SIA 1.0: CURIOSIDADE, DESCOBERTA E CONTROVÉRSIAS
Com base nas suas primeiras experiências de campo, agricultores e técnicos de diferentes países começaram a adaptar as práticas de SIA a seus próprios climas e condições de cultivo de arroz: variando de climas úmidos a áridos, situados a nível do mar ou até em grandes altitudes e implementados em sistemas irrigados, de planície ou de terras altas.
Em muitos países, excelentes resultados foram documentados em relatórios de pesquisa e de campo, bem como em alguns artigos científicos. Isso levou a um período de controvérsias, quando um grupo limitado de cientistas de algumas universidades dos Estados Unidos e do Instituto Internacional de Pesquisa do Arroz (Irri, na sigla em inglês) questionou a veracidade dos rendimentos e benefícios divulgados e atribuídos ao SIA. Até que esses resultados fossem validados em revistas e jornais científicos, o sistema SIA não seria levado a sério.
Nesse período inicial, era correto e compreensível alegar a falta de artigos científicos reconhecidos por outros pesquisadores.
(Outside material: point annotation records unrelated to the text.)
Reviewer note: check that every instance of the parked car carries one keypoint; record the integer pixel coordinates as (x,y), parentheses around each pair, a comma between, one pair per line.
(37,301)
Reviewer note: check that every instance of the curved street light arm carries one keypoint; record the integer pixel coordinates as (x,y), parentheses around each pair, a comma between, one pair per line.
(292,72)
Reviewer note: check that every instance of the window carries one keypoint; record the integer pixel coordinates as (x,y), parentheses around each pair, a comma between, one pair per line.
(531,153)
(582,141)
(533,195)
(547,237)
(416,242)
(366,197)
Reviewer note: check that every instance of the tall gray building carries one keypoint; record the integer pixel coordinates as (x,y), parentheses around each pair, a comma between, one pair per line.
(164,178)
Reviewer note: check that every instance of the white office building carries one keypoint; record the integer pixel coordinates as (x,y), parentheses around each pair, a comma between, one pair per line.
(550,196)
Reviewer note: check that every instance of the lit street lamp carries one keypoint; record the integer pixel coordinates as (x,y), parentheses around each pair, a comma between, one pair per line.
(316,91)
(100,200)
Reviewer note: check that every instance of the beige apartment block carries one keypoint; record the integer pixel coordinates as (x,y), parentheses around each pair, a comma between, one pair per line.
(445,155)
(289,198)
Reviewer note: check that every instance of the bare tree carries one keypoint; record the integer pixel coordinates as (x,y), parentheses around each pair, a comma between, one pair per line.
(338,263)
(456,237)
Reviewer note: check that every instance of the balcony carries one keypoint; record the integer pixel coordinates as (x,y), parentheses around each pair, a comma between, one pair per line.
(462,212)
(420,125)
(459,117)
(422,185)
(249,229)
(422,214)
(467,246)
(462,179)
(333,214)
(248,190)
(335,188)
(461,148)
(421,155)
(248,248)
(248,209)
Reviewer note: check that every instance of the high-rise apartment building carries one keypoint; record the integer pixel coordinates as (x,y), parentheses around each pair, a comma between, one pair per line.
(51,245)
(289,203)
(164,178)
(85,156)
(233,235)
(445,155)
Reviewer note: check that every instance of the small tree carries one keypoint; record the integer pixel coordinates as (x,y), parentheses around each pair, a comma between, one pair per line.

Afinal, a pesquisa mais formal sobre o SIA tinha acabado de começar. Experimentos agrícolas formais normalmente levam de três a cinco anos desde sua concepção até terem seus resultados publicados em algum periódico de renome, enquanto relatórios técnicos podem ser disponibilizados assim que os testes de campo são encerrados. O número de artigos científicos referendados aumentou de forma constante a cada ano. Antes de 2002, menos de dez artigos sobre SIA foram publicados por ano. Esse número aumentou para 15-30 artigos por ano durante o período 2003-2008 e atingiu mais de 60 artigos por ano em 2011-2012. No início de 2013, contamos com um total de mais de 350 artigos científicos sobre o SIA publicados em revistas consagradas.
Apesar do número muito maior de artigos científicos produzidos e devidamente reconhecidos, alguns observa- dores, especialmente do meio científico, aferraram-se a suas objeções iniciais, parecendo ignorar a pesquisa e os resultados publicados na última década. De qualquer forma, essa controvérsia intelectual tem sido de pouco interesse para os agricultores, que continuaram a adotar o método em mais países, com o apoio de profissionais e cientistas pragmáticos.
SIA 2.0: DISSEMINAÇÃO E INOVAÇÃO SUPERAM A PESQUISA FORMAL
Em 2008, o método do SIA foi validado em 38 países, com base em sólidos trabalhos de campo e pesquisa. Resultados positivos foram obtidos em diferentes sistemas de cultivo de arroz, independente da variedade utilizada e em diferentes ambientes. No início de 2013, o sistema foi validado em 51 países. Relatórios citam consistente- mente o aumento da produtividade, a diminuição do uso de sementes, água e agroquímicos, assim como apontaram aumento da renda.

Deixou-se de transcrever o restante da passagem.